Yıllar sonra gelen edit: Bu yazıyı kaç yaşındayken yazmıştım bilmiyorum ancak ben büyüdüm, bu adam GNR reunion’ı için ikna oldu. Hadi hayıtlısı.
You know where you are? You’re in the jungle baby!!! You’re gonna die!!!
Evet, sonlarına doğru giderek gırtlağını hissettiğimiz bu bağırışın sahibi yüceler yücesi Axl Rose’un doğumgününü kutlama amaçlıdır bu saçmalama yazısı. Her daim genç kızılımız, bu yıl 54 yaşına giriyor. Ama olsun bu onu 1052 yaşında da sevmeyeceğim anlamına gelmiyor.

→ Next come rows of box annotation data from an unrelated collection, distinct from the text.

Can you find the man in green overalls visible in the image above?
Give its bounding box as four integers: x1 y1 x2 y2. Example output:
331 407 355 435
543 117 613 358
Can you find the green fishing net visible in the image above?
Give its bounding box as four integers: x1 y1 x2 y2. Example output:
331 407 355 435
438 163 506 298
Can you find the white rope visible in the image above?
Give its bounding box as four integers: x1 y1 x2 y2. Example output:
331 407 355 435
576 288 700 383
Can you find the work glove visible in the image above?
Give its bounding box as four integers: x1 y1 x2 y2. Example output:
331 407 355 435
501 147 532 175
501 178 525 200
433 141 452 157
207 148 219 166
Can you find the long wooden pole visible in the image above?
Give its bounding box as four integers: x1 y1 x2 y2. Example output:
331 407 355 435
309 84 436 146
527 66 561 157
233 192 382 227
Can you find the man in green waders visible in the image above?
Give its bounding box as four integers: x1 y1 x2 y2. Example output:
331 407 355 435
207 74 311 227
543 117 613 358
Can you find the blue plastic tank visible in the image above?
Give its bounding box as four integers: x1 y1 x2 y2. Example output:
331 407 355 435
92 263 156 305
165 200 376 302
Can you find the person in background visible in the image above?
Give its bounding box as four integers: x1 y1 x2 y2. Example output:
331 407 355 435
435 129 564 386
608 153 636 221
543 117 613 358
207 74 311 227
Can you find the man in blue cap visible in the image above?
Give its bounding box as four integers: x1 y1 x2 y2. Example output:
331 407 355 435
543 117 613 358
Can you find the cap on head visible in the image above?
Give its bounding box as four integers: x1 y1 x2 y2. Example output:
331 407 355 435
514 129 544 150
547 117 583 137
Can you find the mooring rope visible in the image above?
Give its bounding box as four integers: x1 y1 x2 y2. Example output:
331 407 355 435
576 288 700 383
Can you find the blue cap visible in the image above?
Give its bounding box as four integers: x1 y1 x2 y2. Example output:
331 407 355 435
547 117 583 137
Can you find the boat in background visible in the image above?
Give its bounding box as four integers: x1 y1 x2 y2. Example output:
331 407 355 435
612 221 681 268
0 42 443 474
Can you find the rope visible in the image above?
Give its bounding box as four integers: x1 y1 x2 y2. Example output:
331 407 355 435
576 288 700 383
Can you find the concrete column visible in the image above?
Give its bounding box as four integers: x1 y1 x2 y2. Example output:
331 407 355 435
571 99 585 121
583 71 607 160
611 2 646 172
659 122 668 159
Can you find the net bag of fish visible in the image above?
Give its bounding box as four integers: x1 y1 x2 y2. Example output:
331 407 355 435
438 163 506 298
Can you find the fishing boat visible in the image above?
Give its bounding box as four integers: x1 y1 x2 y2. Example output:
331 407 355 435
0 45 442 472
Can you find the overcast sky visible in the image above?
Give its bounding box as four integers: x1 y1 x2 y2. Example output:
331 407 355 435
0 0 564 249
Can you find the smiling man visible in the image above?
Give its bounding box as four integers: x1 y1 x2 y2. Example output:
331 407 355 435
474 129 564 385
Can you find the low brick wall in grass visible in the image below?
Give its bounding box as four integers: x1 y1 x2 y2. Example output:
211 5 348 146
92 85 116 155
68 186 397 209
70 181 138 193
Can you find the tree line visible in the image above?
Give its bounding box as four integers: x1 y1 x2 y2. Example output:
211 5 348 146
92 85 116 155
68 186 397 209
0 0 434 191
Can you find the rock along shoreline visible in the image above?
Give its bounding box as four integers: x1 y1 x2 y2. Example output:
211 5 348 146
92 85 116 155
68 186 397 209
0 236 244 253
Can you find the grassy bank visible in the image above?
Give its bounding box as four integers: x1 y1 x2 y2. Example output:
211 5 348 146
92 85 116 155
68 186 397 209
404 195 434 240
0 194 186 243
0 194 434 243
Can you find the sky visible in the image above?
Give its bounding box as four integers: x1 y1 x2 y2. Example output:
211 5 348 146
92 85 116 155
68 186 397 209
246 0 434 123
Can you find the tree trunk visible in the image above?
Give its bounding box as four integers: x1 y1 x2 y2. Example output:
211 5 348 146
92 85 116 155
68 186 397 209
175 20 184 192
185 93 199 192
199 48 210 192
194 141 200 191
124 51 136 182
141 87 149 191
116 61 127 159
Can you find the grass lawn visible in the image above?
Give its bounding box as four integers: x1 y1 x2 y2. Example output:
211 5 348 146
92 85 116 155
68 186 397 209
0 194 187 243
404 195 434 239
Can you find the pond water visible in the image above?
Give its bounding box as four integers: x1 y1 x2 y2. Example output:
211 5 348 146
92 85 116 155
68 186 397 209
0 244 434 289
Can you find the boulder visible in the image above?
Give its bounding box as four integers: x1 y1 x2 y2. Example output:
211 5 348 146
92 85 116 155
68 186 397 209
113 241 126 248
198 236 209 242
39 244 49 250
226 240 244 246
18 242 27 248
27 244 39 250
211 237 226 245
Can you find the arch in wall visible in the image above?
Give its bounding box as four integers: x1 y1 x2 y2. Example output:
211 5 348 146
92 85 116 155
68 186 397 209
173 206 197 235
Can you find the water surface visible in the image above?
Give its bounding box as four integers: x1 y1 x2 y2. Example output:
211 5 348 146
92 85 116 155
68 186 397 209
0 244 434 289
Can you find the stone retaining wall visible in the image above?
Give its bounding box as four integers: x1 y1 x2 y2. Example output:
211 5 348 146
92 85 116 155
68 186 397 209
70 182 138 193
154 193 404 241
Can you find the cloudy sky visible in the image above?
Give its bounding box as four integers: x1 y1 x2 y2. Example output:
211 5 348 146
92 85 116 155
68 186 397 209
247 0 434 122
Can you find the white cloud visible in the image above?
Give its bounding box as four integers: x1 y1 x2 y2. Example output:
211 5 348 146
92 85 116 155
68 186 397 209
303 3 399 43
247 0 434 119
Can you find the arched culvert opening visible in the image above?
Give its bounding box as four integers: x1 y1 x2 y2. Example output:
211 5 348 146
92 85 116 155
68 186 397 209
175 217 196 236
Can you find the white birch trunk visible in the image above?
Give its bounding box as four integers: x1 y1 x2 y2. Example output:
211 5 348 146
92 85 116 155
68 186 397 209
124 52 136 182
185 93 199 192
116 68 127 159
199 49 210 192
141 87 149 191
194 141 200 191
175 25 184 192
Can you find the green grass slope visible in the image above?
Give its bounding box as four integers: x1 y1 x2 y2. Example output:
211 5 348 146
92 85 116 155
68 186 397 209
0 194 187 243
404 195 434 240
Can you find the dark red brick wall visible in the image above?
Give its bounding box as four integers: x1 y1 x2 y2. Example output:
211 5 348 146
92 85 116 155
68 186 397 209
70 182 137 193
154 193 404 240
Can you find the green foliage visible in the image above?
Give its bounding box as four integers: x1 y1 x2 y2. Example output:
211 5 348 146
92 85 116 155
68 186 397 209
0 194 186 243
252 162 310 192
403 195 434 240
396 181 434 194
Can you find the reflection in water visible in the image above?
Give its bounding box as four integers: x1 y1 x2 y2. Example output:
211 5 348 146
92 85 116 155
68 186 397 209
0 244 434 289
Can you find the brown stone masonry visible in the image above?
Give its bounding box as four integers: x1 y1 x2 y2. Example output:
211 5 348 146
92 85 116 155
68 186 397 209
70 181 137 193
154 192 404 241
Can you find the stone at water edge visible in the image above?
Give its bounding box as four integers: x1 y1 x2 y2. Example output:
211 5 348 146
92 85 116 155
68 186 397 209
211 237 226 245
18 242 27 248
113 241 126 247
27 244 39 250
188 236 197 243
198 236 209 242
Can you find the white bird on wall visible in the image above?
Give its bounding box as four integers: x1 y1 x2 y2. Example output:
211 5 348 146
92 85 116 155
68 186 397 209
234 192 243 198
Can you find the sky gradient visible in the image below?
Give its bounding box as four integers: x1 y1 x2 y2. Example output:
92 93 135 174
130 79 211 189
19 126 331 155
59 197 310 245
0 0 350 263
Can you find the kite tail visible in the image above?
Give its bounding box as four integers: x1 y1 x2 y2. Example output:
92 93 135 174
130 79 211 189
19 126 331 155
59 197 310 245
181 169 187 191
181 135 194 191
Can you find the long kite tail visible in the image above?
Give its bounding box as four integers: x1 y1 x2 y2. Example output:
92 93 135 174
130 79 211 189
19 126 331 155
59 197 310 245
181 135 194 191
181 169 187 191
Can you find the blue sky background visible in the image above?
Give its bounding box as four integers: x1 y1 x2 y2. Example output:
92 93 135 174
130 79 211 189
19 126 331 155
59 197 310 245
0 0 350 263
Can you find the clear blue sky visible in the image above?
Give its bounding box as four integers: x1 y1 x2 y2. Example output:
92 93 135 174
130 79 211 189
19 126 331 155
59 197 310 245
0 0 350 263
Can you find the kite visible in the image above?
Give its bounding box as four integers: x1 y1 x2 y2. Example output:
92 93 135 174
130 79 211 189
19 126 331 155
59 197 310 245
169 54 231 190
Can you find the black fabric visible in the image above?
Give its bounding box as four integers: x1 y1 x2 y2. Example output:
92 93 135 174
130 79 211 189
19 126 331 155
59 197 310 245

Axl Rose, yaptığı müzikle hayatımı kökten değiştirmiş iki adamdan biridir (Kurtuluş Axl Rose ile yükseliş Chris Cornell ile diyelim, tabii müzik diyoruz ama ikisi de görüntüleriyle, ehm…).
Meğer şimdiye dek, sonradan hatırlayacağım kadarıyla hep es geçtiğim bu adam, sahiden hayatıma farklı bir yön verecekmiş şarkılarıyla. Ama iyi ki daha önceden tanışmamışım diyorum.
Bir Gunner olma hadisem, okul için düzenlediğim 80’ler partisi/defilesinde dönemin şarkılarını araştırırken Welcome To The Jungle’ı bulmamla oldu. (Aslında…Yahu bu ayrı bir Guns N’ Roses aşkı yazısına da konu olmalı, evet evet bu iş burada bitmez, GN’R ı ayrı ele alacağım sonra)
Sahne 1: Axl Rose elinde bavuluyla “köyden indim şehre” havalarında otobüsten iner.
Sahne 1: Seyirci olan ben, dakika bir gol bir, aşık olurum.
Sonra efendim Sweet Child O’ Mine’lar mı dersiniz, Estranged’ler mi dersiniz… Bir Gunner’lık haliyle ilerleyip gitti bu sevda.
Hayatımın tam da en zor dönemine denk gelen bu dönemde bu adamı sevmem için elbette bir çok neden vardı. 17 yaşında, 17 yaş için çok ama çok ağır olabilecek bir yerde işe başlamıştım. Dayanmam gerekiyordu, dayanıklı olmam gerekiyordu, dişlerimi tehlikeyi sezdiğim an geçirmem gerekiyordu. İşte tam bu anda St. Louis konserinde Welcome To The Jungle öncesi, 17 yaşından beri bu ********** cangılında ayakta kalmaya çalıştığını söylediği anda kahramanıma dönüşüyordu.
Yüzlerce bandana aldım,yüzlerce takı,tişört aldım,belki de servet yatırdım; hala daha da alıyorum hatta yapıyorum… Yazdıklarından, kişisel zevklerinden ne çıkarabilirsem gittim, aldım, öğrendim. Bu sırada farkında olmadan hayatta kalmayı öğreniyordum. Evet Axl Rose demek bir şekilde hayatta kalmak demekti.
Türlü domuzluklarına rağmen kendisini kabul ettirmiş ve kimseyi de zerre s**lemeyen biri.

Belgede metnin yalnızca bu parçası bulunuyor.